# HAES Books



## EMH1701 (Oct 24, 2011)

I just got through Women Afraid to Eat, by Frances M. Berg. Does anyone have any other good recommendations?

I eat pretty healthy 80% of the time and cook. I know I need to exercise more. :/ Sadly, it's getting to that season where I live and the sun is setting when I come home from work.


----------



## Dr. Feelgood (Oct 24, 2011)

EMH1701 said:


> I know I need to exercise more. :/ Sadly, it's getting to that season where I live and the sun is setting when I come home from work.



Have you thought about yoga? I took it up a couple of years ago because you can do it in a minimal space, with minimal equipment, and you don't have to go outside when the weather's crappy. It is a LOT more enjoyable than calisthenics, and it has helped me increase my strength and flexibility, as well as improve my balance.


----------



## EMH1701 (Oct 26, 2011)

I've tried Yoga. I just am not flexible enough for it. Walking is what I enjoy when it's nice out.


----------



## Dr. Feelgood (Oct 26, 2011)

EMH1701 said:


> I've tried Yoga. I just am not flexible enough for it. Walking is what I enjoy when it's nice out.
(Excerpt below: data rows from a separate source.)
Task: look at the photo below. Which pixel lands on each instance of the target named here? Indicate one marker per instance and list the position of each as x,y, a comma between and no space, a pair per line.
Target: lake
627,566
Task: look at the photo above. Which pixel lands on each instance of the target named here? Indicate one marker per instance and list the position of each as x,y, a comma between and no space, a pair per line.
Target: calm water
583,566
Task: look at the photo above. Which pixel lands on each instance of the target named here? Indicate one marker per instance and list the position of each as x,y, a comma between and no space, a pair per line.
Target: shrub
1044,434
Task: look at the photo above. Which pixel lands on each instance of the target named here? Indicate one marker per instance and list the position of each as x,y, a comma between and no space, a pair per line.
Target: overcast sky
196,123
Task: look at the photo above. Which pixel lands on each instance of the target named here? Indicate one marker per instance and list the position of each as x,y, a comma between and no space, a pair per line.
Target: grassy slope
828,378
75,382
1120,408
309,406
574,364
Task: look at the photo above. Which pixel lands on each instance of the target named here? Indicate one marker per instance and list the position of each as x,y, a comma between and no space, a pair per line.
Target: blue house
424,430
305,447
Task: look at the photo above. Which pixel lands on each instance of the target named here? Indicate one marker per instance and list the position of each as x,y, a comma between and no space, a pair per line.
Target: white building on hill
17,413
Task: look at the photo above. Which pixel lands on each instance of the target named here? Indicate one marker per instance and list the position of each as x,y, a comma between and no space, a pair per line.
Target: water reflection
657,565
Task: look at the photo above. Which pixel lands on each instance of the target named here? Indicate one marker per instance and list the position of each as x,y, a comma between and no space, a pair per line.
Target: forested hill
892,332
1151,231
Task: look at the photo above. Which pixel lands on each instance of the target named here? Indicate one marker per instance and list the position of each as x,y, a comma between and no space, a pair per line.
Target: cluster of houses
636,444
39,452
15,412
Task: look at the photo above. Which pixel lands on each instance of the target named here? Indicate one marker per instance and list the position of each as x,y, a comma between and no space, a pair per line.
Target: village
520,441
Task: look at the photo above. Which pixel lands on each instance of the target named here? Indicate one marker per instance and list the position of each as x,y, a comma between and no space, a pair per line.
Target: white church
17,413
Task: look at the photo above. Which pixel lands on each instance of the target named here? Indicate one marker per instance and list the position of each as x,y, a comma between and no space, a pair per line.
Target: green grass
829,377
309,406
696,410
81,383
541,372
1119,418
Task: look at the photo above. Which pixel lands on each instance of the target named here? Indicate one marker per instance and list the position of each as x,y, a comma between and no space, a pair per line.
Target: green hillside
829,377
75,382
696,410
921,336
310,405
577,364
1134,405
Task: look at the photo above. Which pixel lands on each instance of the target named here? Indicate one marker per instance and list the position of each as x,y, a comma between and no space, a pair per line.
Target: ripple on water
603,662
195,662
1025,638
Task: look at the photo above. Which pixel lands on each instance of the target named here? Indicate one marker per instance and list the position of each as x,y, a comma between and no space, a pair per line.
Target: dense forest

Walking is just about my favorite exercise, but it mainly benefits my lower body, so I need to incorporate some upper-body exercises, too. I'm sorry you had a bad yoga experience, but I hope you'll consider giving it another try -- with a different teacher. A good teacher understands what level of activity is right for you and NEVER asks you to do anything that's too hard for you. I know grannies (and grandpas) who do yoga and love it!


----------



## Cynthia (Nov 12, 2011)

This is not a book suggestion, but here's an excellent entry on the HAES blog at the Association for Size Diversity and Health website:

The HAES files: does the Health at Every Size Approach mean I'm giving up?

I found it through a posting in the HAES group on Facebook.


----------